Churches, synagogues and mosques are among the nation’s most important sources of charitable work. What are they doing, and why? I think here of Prestonwood Baptist Church, a Dallas megachurch with 40,000 members. It supports a program for affluent folks to mentor young men from urban neighborhoods — through fishing and camping trips, as well as tutoring. Or that one of the fastest-growing universities in the country is a Christian school in Nashville whose campus is alcohol-free and specializes in preparing graduates to work in the music industry. The Nashville university also requires study of Shakespeare, the Greeks and the Bible, yet students are choosing it in droves. That would surprise non-evangelical viewers on the coasts, who I’d guess dominate the NewsHour’s 1.5 million households watching at some point daily. That trails Fox by about 720,000, by the way. The gap is even larger if one goes by Pew Media numbers, which find just 883,000 viewers for the NewsHour at any given minute.
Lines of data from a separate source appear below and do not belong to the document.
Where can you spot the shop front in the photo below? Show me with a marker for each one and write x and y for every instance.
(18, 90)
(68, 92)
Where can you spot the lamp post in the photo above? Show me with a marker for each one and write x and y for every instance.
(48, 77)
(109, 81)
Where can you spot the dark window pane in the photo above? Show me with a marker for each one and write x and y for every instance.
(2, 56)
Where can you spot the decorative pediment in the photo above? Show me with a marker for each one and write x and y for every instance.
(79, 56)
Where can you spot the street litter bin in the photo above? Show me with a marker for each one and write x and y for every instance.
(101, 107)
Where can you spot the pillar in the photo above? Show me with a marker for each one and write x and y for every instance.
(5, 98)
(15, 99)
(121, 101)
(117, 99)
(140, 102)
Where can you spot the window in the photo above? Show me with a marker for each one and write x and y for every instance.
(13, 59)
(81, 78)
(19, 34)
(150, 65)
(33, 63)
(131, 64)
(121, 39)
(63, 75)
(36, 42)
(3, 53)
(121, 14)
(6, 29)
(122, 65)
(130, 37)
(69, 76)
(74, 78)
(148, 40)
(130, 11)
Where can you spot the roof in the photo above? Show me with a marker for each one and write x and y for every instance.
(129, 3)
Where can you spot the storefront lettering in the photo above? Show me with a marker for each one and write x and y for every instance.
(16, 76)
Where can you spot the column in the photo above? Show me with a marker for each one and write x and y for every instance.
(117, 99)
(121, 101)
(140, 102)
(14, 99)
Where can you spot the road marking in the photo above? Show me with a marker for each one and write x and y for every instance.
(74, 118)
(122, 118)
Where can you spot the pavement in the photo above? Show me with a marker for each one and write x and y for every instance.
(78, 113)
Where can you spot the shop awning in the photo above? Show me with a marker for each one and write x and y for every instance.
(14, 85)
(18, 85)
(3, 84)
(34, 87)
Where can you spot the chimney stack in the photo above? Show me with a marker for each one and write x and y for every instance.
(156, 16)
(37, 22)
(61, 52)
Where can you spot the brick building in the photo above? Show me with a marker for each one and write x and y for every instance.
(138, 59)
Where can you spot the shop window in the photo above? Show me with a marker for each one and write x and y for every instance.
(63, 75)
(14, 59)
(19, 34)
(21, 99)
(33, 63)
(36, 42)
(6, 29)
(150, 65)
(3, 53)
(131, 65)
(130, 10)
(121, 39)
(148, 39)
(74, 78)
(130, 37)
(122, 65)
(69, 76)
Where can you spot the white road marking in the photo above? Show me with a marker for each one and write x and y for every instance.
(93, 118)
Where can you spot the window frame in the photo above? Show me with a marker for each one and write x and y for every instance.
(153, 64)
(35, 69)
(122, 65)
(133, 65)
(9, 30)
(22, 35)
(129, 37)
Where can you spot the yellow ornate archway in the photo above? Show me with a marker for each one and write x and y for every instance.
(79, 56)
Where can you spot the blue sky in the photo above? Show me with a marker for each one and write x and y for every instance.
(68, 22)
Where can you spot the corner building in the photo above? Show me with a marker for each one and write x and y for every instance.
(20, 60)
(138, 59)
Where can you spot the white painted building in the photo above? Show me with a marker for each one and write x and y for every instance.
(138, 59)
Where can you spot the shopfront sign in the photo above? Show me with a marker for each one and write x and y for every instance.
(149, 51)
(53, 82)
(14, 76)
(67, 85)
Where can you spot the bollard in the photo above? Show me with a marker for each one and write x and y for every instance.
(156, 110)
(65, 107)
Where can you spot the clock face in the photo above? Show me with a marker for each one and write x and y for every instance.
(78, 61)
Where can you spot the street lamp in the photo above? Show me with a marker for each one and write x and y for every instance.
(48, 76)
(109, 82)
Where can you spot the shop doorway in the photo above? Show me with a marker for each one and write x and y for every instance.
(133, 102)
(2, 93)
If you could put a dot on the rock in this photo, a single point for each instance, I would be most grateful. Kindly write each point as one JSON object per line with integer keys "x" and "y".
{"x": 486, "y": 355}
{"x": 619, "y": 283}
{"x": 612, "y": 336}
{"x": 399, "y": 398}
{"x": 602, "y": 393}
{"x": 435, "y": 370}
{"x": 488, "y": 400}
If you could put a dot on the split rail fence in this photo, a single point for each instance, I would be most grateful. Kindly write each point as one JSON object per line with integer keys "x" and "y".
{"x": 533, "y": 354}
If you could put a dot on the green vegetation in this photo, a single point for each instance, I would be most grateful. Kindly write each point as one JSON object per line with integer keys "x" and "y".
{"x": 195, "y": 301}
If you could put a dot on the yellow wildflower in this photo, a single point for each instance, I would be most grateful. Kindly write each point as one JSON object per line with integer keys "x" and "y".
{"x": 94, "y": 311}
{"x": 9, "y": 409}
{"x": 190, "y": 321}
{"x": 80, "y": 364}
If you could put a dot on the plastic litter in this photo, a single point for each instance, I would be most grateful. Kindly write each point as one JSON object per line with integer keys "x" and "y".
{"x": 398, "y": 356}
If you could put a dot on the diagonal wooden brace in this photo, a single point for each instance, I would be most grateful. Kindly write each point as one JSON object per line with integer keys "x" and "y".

Local elections — not just the presidential primaries — could provide windows into the issues percolating across the country, and even into potential rising political stars. Elections for county commissioner, school board and city council are often highly contested and reveal what’s going on in a community: zoning disputes, school textbook choices, even who should get a parade permit or what choice of public art is best.
Many other possibilities come to mind. New types of local businesses, although NewsHour economics correspondent Paul Solman continues to do his part in highlighting these. Photo essay “day in the life” interviews. What’s it like to be a football referee doing Friday Night Lights football games in Texas? Do they ever get threats? Local family and community foundations are supporting programs across the country. What do they identify as key issues and problems in America today?
This is not a plea for the sort of “good news” stories that are often the “kickers” at the end of traditional newscasts. Instead, it’s a plea that our public media provide an ever-changing, variegated portrait of America — of our political and cultural landscape — and set as a goal reaching a wide geographic and cultural cross-section of America.